Et, courbant cette fameuse branche contre laquelle il avait porté des plaintes si amères, il finit, en s’aidant de ses mains et de ses pieds, par s’asseoir côte à côte de Montalais.

Montalais voulut repousser Manicamp, Manicamp chercha à se maintenir.

Ce conflit, qui dura quelques secondes, eut son côté pittoresque, côté auquel l’œil de M. de Saint-Aignan trouva certainement son compte.

Mais Manicamp l’emporta. Maître de l’échelle, il y posa le pied, puis il offrit galamment la main à son ennemie.

Pendant ce temps, Malicorne s’installait dans le marronnier, à la place qu’avait occupée Manicamp, se promettant en lui-même de lui succéder en celle qu’il occupait.

Manicamp et Montalais descendirent quelques échelons, Manicamp insistant, Montalais riant et se défendant.

On entendit alors la voix de Malicorne qui suppliait.

– Mademoiselle, disait Malicorne, ne m’abandonnez pas, je vous en supplie!

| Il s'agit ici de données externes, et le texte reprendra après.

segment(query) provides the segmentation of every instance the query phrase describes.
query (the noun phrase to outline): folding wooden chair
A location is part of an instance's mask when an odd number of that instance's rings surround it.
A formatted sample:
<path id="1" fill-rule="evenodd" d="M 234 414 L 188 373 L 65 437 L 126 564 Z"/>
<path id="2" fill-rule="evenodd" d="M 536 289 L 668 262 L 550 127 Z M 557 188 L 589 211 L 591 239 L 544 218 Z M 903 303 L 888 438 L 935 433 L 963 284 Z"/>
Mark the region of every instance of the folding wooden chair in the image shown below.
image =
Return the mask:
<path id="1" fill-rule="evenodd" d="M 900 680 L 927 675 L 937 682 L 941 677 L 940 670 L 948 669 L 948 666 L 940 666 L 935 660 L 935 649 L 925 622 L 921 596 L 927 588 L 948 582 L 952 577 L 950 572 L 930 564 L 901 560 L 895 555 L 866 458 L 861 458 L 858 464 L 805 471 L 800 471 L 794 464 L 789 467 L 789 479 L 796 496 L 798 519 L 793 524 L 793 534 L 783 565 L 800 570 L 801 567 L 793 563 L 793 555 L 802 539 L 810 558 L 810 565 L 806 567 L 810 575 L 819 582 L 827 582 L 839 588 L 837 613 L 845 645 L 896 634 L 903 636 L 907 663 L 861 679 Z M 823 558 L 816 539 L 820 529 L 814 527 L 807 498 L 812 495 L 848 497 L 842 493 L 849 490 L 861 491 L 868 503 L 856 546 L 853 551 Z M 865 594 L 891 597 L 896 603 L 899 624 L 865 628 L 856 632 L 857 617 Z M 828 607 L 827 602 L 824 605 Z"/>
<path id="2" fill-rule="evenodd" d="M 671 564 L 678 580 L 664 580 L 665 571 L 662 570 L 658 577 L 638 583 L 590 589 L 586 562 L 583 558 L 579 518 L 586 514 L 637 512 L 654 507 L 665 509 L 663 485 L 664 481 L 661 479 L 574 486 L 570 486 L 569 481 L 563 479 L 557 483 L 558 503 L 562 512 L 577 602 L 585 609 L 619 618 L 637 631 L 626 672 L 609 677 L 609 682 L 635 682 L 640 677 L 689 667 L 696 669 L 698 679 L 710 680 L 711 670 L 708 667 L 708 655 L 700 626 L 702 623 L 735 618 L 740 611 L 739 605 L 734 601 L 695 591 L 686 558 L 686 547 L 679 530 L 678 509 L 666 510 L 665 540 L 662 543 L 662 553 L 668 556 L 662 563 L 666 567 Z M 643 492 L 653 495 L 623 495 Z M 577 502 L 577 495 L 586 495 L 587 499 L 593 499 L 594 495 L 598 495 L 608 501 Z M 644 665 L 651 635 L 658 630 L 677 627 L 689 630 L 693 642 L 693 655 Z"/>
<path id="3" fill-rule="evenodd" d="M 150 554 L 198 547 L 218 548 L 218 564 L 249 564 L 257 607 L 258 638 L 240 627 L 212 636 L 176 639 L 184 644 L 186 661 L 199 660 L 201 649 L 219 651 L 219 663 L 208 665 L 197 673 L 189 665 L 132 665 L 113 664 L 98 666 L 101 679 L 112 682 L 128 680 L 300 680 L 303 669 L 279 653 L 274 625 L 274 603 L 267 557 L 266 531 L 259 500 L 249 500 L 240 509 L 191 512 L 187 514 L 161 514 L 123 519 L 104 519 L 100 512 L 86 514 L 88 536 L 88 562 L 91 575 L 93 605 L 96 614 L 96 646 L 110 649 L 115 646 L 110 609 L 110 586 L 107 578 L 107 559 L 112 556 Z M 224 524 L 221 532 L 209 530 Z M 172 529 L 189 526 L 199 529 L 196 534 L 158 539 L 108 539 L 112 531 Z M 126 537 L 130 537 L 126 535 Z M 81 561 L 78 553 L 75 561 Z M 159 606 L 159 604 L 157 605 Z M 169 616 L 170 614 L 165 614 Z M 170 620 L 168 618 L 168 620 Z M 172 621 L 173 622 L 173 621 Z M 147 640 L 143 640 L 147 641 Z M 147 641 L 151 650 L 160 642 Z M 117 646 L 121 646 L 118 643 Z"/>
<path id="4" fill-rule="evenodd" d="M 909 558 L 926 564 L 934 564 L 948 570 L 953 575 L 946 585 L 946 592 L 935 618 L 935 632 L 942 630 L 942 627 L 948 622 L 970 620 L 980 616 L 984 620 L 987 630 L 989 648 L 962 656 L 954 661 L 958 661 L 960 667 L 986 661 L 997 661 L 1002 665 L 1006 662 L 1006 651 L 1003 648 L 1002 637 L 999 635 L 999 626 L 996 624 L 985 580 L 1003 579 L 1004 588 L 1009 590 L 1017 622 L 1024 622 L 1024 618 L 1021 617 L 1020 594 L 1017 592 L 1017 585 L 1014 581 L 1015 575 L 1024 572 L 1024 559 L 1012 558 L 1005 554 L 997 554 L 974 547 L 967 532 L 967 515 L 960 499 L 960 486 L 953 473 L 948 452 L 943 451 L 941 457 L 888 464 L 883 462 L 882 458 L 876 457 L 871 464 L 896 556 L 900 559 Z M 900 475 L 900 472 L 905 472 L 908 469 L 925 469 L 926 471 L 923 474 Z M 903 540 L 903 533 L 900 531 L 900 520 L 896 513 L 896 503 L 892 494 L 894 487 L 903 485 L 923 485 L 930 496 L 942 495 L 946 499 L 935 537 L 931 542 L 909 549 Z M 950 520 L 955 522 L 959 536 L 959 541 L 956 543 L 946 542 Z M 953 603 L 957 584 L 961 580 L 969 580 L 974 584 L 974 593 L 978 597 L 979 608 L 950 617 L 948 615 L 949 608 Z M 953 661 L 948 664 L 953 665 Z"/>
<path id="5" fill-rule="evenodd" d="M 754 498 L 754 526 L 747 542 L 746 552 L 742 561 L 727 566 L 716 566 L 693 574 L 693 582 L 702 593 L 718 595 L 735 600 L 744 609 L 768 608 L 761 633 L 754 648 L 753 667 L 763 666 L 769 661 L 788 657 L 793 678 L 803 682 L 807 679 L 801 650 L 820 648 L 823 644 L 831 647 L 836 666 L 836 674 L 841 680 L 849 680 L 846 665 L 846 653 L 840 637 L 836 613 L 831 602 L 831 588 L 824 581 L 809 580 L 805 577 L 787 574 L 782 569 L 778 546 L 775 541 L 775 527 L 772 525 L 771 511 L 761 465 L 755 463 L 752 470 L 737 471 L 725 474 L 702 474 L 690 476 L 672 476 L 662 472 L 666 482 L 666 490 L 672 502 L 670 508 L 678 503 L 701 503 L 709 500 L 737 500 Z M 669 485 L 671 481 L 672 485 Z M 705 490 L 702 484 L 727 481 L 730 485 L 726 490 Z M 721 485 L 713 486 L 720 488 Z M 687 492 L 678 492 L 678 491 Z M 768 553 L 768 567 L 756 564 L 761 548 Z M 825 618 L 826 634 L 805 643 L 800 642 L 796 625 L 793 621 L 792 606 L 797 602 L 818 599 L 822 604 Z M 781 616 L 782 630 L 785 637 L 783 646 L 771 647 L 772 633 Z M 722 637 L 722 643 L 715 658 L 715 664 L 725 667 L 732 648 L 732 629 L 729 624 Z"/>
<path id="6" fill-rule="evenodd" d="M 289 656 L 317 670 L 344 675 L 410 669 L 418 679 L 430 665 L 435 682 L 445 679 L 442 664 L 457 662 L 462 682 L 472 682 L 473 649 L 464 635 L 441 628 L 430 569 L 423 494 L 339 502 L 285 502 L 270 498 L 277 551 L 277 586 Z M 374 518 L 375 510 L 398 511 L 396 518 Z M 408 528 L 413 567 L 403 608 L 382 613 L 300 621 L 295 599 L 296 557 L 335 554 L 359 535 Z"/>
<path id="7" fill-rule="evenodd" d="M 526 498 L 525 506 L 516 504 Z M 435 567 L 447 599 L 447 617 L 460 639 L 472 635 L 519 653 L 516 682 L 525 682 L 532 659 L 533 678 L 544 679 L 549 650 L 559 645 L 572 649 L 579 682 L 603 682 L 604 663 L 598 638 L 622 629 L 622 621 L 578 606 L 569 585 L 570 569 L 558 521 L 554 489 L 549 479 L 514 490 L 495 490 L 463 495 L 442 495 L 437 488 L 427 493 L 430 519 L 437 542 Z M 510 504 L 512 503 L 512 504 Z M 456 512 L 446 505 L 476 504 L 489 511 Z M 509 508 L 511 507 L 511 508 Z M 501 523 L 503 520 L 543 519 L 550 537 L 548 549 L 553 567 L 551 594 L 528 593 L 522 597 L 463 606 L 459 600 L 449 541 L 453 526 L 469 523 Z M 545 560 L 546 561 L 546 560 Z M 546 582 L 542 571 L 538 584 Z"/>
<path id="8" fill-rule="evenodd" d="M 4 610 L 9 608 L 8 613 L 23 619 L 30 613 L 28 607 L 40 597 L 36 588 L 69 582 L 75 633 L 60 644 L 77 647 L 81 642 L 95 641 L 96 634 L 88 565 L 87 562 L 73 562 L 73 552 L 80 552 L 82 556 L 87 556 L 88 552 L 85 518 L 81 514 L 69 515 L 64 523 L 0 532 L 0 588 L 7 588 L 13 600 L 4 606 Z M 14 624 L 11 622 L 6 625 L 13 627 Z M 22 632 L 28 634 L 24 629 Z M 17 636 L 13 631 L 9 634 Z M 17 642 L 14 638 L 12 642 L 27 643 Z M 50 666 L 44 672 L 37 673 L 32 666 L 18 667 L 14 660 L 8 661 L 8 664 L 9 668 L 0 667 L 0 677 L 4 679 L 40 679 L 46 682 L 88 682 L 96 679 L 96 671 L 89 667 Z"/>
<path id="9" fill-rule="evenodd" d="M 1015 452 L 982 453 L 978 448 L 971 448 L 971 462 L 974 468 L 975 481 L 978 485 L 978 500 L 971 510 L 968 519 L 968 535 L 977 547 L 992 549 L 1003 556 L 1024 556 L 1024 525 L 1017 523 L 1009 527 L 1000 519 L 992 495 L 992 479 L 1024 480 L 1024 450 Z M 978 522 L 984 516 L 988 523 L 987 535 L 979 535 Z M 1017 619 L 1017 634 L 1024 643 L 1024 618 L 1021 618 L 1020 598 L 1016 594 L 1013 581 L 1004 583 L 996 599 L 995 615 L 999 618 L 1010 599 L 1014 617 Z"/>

Ma position est fausse, et je ne puis sans accident parvenir seul de l’autre côté du mur; que Manicamp déchire ses habits, très bien: il a ceux de M. de Guiche; mais, moi, je n’aurai pas même ceux de Manicamp, puisqu’ils seront déchirés.

– M’est avis, dit Manicamp, sans s’occuper des lamentations de Malicorne, m’est avis que le mieux est que j’aille trouver de Guiche à l’instant même. Plus tard peut-être ne pourrais-je plus pénétrer chez lui.

– C’est mon avis aussi, répliqua Montalais; allez donc, monsieur Manicamp.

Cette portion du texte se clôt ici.